Texas Miners’ Load Shedding and Demand Response Programs
Weather impacts electricity demand, which puts pressure on the grid; miners either disconnect or choose to sell power back to the grid. The network perceives a reduction in hash rate per second. In places like Texas, increasingly industrial-scale mining operations behave like interruptible loads. Miners, after signing agreements, can quickly reduce power generation and earn credits, while grid operators can take corresponding measures during peak demand. The U.S. Energy Information Administration (EIA) has discussed how large loads, including cryptocurrency mining, can participate in voluntary load reduction agreements with the Texas Reliability Entity (ERCOT).
From a corporate perspective, this is not hypothetical. According to DataCenterDynamics, CleanSpark responded to TVA’s request by reducing hundreds of megawatts across multiple sites within minutes. This capability appears as a cliff on the chart because it essentially is a cliff. That’s why even if you’ve never seen miners in snow piles, there can be a connection between a major storm and a sudden drop in Bitcoin hashrate.
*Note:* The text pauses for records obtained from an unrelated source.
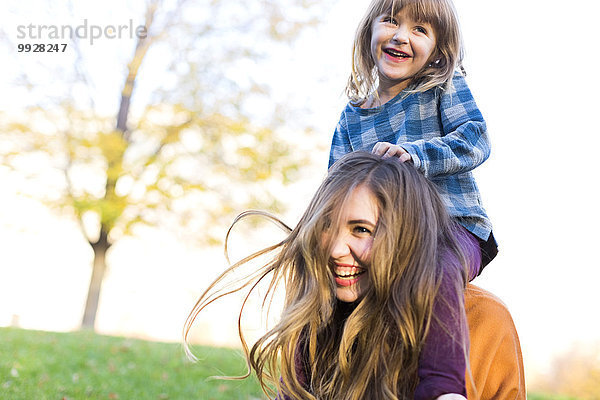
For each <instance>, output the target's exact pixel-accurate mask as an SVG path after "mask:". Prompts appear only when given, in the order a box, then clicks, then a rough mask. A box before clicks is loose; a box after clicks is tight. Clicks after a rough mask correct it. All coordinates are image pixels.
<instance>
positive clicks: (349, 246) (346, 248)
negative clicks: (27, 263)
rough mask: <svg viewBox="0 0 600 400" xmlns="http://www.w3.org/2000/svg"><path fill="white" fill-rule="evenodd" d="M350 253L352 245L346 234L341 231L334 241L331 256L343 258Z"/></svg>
mask: <svg viewBox="0 0 600 400" xmlns="http://www.w3.org/2000/svg"><path fill="white" fill-rule="evenodd" d="M348 254H350V246H348V241H347V240H346V237H345V235H344V234H342V233H339V234H338V235H337V236H336V237H335V239H334V240H333V243H332V248H331V257H332V258H342V257H344V256H347V255H348Z"/></svg>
Axios reports that during storms, systems like ERCOT and PJM face stress risks.
This demand response mechanism is a win-win for the grid: the grid gains additional power during emergencies, and miners are compensated for curtailing power. But for the Bitcoin network, this means hashrate can fluctuate dramatically due to external factors at any time. When grid stress occurs, hundreds of megawatt-scale mining farms could shut down simultaneously within minutes, causing a cliff-like drop in hashrate. This systemic vulnerability is a direct consequence of the geographic and coordinated centralization of Bitcoin’s hashrate.
Dual Centralization of Geography and Coordination Exposes Systemic Risks
Mining systems have two key concentrations under stress: geographic concentration and coordination concentration. Geographic concentration means many machines are located under the same sky, exposed to the same cold front, ice sheet, and managed by the same grid operator. Coordination concentration means many machines point to the same pool, making the public dashboard feel like a single organism. When both conditions are met, weather can trigger sudden and significant fluctuations in hashrate.
Foundry exemplifies these two concentrations perfectly. Geographically, most of its hashrate comes from the US, especially Texas and other energy-rich states. These regions are often affected by the same weather systems. In terms of coordination, Foundry, as a single pool, coordinates about 25% of the global Bitcoin hashrate. When winter storms hit the US, they impact both Foundry’s large geographic footprint and the entire coordinated network, causing a concentrated and pronounced drop in hashrate.
This centralization challenges Bitcoin’s decentralization ideals. Bitcoin is designed as a decentralized monetary system, where no single entity or region can control the network. But when a single pool controls 25% of the hashrate, and that hashrate is highly concentrated in one country, weather, policies, or infrastructure issues in that region can significantly affect the global Bitcoin network. This starkly reveals the gap between the ideal of decentralization and the current reality.